About the Corporation
The Corporation is incorporated under the provisions of the Business Corporations Act (Alberta) and has a registered office in Calgary, Alberta. It is a "capital pool company" under the policies of Exchange. As such it intends for the Proposed Acquisition to constitute the "Qualifying Transaction" of the Corporation as such term is defined in the policies of the Exchange.

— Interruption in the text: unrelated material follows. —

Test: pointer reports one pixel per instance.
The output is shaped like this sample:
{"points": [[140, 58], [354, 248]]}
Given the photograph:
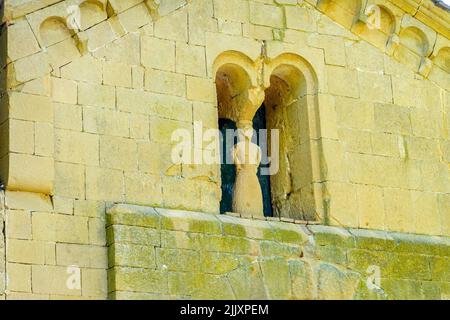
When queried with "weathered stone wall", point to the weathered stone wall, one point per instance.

This news release contains "forward-looking statements" within the meaning of applicable securities laws relating to the proposal to complete the Proposed Acquisition and associated transactions, including statements regarding the terms and conditions of the Proposed Acquisition and associated transactions. Readers are cautioned not to place undue reliance on forward-looking statements. Actual results and developments may differ materially from those contemplated by these statements depending on, among other things, the risks that the parties will not proceed with the Proposed Acquisition and associated transactions, that the ultimate terms of the Proposed Acquisition and associated transactions will differ from those that currently are contemplated, and that the Proposed Acquisition and associated transactions will not be successfully completed for any reason (including the failure to obtain the required approvals or clearances from regulatory authorities). The statements in this news release are made as of the date of this release. The Corporation undertakes no obligation to comment on analyses, expectations or statements made by third parties in respect of the Corporation, the properties or their respective financial or operating results or (as applicable) their securities.
Neither the TSX Venture Exchange, Inc. nor its Regulation Service Provider (as that term is defined under the policies of the TSX Venture Exchange) has in any way passed upon the merits of the Proposed Acquisition and associated transactions and has neither approved nor disapproved of the contents of this press release.